MG: Politically you get this very polarized view: Republicans say it was a total flop and Democrats say it prevented a second Great Depression. A lot of Democrats say we should have just had more. When I talked to regular people who were out of work or hoping to find jobs, a lot of folks were disappointed, hoping that it [the stimulus] would be more noticeable and would bring more jobs into their communities. But I also spoke to people who benefitted. [They said] if it wasn’t for the stimulus, “I wouldn’t have had this extra unemployment benefit and would have been completely out of my house.”
TFT: President Obama’s liberal critics complain that he compromised too much, that Christina Romer, Obama’s chair of the Council of Economic Advisers, wanted a $1.2 trillion package, but it wasn’t advanced for political reasons. Your thoughts?

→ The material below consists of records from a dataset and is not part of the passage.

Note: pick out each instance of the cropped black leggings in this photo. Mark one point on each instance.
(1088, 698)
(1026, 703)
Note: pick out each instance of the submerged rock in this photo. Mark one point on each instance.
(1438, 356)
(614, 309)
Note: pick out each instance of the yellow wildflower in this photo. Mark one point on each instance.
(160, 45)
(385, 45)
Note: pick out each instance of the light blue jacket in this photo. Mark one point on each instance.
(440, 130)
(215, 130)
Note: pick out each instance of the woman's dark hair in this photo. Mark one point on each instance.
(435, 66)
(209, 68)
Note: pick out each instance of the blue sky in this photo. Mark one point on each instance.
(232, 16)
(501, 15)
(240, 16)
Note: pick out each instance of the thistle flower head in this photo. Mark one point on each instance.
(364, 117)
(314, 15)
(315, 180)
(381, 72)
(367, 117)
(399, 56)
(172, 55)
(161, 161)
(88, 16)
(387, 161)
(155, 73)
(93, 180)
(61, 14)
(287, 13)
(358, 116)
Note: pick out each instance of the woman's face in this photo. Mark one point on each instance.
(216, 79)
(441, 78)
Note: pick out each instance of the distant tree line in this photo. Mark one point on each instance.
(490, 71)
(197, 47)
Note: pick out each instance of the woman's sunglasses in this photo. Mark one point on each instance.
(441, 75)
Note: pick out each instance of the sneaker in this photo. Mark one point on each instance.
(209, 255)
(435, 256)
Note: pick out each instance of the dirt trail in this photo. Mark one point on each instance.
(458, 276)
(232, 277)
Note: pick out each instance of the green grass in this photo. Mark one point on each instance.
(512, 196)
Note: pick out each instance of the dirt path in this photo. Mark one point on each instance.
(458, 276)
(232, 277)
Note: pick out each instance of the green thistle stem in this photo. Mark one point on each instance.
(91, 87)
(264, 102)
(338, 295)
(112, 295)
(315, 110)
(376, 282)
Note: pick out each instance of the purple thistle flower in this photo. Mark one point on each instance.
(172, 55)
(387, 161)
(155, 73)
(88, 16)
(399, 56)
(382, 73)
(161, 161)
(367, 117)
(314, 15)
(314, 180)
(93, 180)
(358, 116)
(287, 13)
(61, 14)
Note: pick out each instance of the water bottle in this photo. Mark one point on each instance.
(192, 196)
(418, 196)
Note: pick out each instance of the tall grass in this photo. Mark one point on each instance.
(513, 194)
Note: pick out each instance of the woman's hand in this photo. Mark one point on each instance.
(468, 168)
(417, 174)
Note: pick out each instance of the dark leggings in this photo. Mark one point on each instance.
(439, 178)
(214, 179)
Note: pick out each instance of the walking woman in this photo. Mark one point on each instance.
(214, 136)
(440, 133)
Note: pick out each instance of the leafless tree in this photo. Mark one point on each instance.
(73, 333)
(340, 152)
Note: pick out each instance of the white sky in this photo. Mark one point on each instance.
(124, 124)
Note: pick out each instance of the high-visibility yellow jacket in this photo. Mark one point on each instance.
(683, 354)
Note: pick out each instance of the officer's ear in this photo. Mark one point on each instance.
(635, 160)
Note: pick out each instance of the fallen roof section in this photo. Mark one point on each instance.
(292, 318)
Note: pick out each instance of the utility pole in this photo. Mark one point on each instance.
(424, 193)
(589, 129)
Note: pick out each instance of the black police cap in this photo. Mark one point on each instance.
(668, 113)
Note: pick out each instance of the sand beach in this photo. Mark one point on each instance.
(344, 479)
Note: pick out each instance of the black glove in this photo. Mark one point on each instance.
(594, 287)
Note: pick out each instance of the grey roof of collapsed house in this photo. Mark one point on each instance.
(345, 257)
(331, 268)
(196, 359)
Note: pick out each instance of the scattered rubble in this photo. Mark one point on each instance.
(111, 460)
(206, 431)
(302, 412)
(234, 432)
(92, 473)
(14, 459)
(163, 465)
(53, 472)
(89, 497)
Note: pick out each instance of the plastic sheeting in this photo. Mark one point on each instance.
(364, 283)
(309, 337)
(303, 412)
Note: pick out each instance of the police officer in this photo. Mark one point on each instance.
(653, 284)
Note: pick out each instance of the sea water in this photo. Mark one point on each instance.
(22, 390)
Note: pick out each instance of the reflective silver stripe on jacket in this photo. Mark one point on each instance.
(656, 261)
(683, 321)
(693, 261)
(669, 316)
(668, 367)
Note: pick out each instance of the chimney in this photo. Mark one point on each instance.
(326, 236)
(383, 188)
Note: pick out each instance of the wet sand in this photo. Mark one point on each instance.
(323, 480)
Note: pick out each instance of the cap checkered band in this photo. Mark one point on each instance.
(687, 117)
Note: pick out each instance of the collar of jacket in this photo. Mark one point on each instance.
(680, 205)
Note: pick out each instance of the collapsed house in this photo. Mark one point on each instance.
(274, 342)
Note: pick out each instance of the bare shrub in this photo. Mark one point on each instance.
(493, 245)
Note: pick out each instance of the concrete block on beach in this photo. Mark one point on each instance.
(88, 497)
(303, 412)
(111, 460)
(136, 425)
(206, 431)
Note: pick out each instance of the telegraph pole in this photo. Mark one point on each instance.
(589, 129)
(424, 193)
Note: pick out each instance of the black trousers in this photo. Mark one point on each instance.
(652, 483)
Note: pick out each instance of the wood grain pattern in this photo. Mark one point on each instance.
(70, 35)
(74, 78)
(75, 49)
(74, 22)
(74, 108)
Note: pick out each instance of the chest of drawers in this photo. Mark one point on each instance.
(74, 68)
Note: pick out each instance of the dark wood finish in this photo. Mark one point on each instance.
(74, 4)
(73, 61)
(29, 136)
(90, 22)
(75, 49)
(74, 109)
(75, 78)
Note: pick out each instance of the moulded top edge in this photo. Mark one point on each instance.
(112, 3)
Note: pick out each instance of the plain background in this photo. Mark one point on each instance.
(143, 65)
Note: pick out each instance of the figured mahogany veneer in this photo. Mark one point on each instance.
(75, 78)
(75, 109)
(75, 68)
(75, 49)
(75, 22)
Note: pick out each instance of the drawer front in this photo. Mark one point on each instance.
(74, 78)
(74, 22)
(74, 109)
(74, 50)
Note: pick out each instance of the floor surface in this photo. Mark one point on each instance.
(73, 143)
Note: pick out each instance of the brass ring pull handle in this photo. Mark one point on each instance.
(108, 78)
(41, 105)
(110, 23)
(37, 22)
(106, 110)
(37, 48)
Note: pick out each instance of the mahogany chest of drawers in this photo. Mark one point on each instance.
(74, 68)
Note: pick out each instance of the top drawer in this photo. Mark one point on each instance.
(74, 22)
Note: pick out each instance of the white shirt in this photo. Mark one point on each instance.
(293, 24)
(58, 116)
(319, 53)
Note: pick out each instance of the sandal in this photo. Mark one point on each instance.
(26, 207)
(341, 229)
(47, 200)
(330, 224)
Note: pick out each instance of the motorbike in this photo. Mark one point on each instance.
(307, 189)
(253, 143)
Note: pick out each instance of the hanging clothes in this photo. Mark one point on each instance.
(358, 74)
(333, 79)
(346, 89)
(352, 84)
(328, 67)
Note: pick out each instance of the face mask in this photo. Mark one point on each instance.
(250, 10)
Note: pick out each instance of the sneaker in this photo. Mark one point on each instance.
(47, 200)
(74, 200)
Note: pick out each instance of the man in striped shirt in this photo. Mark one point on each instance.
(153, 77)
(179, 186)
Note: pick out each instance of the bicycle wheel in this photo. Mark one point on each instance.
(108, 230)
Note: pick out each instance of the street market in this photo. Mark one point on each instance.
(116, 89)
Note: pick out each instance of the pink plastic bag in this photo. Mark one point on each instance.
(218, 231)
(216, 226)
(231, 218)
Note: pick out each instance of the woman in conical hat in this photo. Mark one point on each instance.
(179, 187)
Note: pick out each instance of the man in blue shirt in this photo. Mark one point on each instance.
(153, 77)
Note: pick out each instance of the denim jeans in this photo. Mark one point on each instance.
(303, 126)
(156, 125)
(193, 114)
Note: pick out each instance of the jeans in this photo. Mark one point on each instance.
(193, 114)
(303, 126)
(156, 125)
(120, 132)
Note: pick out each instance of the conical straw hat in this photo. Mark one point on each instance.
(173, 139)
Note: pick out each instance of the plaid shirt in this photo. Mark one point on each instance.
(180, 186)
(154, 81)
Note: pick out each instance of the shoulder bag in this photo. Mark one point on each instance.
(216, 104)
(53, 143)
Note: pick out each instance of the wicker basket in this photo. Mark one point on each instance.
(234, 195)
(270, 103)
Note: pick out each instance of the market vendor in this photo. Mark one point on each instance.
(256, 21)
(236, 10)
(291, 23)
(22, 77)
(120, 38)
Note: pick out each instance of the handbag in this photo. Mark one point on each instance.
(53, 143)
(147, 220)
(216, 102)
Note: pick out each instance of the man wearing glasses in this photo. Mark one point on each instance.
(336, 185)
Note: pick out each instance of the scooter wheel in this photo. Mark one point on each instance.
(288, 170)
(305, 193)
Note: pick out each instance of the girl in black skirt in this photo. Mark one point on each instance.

MG: In my discussions with Dr. Romer and others on the team, there was an economic model that was done on the $1.2 trillion economic stimulus, but it was not something she pushed very hard. [Economic adviser] Larry Summers and [incoming White House Chief of Staff] Rahm Emanuel [believed] that they would never get a trillion-dollar bill through Congress. There was a political caution and almost internal censorship to not look politically naïve. Dr. Romer told me she was the new kid in Washington. So when they got up to $800 billion she thought that was a pretty big coup because at the time they were talking about $600 billion. And when they went into this meeting on December 8, 2008, to really lay out the stimulus effects, they were taking about $700, $800, $900 billion. And no one really mentioned “the T word” at this meeting.